If I restart and type using Flux, I get a complaint about CUDA and NVidia drivers:
\u250c Warning: CUDA.jl only supports NVIDIA drivers for CUDA 9.0 or higher (yours is for CUDA 6.5.0)
\u2514 @ CUDA /home/davide/.julia/packages/CUDA/dZvbp/src/initialization.jl:107
InitError: Could not find a suitable CUDA installation
during initialization of module Flux
Stacktrace:
[1] error(::String) at ./error.jl:33
[2] runtime_init() at /home/davide/.julia/packages/CUDA/dZvbp/src/initialization.jl:110
[3] (::CUDA.var"#609#610"{Bool})() at /home/davide/.julia/packages/CUDA/dZvbp/src/initialization.jl:32
[4] lock(::CUDA.var"#609#610"{Bool}, ::ReentrantLock) at ./lock.jl:161
[5] _functional(::Bool) at /home/davide/.julia/packages/CUDA/dZvbp/src/initialization.jl:26
[6] functional(::Bool) at /home/davide/.julia/packages/CUDA/dZvbp/src/initialization.jl:19
[7] functional at /home/davide/.julia/packages/CUDA/dZvbp/src/initialization.jl:18 [inlined]
[8] init() at /home/davide/.julia/packages/Flux/05b38/src/Flux.jl:53
[9] _include_from_serialized(::String, ::Array{Any,1}) at ./loading.jl:697
[10] _require_search_from_serialized(::Base.PkgId, ::String) at ./loading.jl:782
[11] _require(::Base.PkgId) at ./loading.jl:1007
[12] require(::Base.PkgId) at ./loading.jl:928
[13] require(::Module
But if I type using Flux again, there is no complaint. I ignored this because I don’t use GPU, but could it have other ramifications? Any idea about how to do a clean install?
I think it should be fine but this is a performance problem. If your colleague is using a GPU that could explain thedifference.
Edit: sorry didnt See same machine
It’s kind of a fishing expedition without the code.
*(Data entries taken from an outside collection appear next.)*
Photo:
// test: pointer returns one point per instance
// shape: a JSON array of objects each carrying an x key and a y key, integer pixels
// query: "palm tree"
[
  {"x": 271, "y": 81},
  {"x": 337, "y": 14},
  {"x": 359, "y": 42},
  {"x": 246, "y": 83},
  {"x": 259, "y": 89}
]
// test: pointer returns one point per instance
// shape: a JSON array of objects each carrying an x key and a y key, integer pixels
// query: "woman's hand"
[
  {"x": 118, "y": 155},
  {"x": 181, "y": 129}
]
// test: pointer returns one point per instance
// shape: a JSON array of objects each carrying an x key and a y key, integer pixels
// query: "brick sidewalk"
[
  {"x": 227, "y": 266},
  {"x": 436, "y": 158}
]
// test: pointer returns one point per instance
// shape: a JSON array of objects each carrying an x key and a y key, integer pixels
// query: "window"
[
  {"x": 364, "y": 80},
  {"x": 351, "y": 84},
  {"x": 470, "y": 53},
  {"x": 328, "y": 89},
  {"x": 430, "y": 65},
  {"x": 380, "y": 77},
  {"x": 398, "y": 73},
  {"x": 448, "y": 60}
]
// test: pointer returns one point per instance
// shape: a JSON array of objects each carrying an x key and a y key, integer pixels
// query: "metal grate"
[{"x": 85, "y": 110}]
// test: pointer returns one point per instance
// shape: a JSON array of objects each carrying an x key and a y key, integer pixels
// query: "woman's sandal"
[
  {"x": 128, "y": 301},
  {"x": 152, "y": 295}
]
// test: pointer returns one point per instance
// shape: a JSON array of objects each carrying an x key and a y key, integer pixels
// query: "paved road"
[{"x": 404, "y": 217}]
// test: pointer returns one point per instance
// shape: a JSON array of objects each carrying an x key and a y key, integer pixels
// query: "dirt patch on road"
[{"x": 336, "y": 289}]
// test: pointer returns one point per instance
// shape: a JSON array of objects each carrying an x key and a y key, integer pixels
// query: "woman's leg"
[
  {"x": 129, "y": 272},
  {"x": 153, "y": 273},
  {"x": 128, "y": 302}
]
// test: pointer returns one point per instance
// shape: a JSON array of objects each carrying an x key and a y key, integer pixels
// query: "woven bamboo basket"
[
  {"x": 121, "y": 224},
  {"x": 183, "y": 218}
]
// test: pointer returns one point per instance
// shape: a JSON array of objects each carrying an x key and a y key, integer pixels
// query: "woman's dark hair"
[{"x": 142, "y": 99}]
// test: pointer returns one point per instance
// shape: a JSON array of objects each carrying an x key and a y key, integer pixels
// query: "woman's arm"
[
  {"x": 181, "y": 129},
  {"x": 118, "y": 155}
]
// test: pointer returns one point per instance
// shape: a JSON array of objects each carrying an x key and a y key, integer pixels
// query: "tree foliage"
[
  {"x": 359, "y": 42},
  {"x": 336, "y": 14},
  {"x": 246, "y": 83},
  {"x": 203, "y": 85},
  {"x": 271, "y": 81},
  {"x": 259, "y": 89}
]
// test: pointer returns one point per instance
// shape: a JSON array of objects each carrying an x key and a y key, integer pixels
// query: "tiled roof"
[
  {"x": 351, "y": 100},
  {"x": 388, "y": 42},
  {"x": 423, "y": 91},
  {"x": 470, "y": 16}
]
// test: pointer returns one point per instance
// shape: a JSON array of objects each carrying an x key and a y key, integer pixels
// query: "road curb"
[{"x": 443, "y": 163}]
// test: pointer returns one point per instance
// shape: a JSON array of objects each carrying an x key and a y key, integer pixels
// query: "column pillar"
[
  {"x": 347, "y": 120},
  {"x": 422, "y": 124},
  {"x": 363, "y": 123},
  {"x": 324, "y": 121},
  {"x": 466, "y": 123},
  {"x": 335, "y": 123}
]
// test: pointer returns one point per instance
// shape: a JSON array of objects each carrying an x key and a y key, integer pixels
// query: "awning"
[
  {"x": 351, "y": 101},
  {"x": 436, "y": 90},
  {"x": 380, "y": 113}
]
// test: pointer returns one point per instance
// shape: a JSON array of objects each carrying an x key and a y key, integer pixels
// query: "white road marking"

I can clean up the code and include it here in a few minutes, but there is only the model (given above), the loss function (which I have benchmarked) and the call to train! with ADAM or RMSProp
function xent_loss(x0,y0)
mc=m1(x0).-mean(m1(x0))
pden=exp.(mc)*y0[2:end,:]
p=exp.(mc)./pden
lossc=-sum(y0[1,:]'.*log.(p))
return lossc
end
for epoch_idx in 1:maxiters
Flux.train!(xent_loss, Flux.params(m1),tr_data, opt;cb=cb)
cb()
end
Thanks, but I am sorry, but I didn’t follow any of what you said, and I couldn’t see any reference to ‘views’ in the link.
Also, I checked and updating the CUDA driver in Ubuntu is very difficult (7 steps involving patches, setting environment variables, etc.). If I had a system administrator he/she could do it, but I don’t
But in any case, the whole evaluation of the loss function even on the entire training set takes only 0.3 seconds. Why should one gradient step take 15 seconds?
BTW I would feel better about Flux loading properly. Any idea how I might achieve that? [Barring upgrading CUDA drivers which is too hard for me]
As the author of BetterExp, don’t use it here (at least not yet). The performance difference between base exp and the version in this package is only a maximum of 10x, so this isn’t the main problem. The main problem is almost certainly cpu vs gpu. A secondary problem is the memory allocation, which should be fixed with @views. Furthermore, with a little bit of luck BetterExp will have it’s improvements merged into Base by 1.6, at which point the library will be obsolete.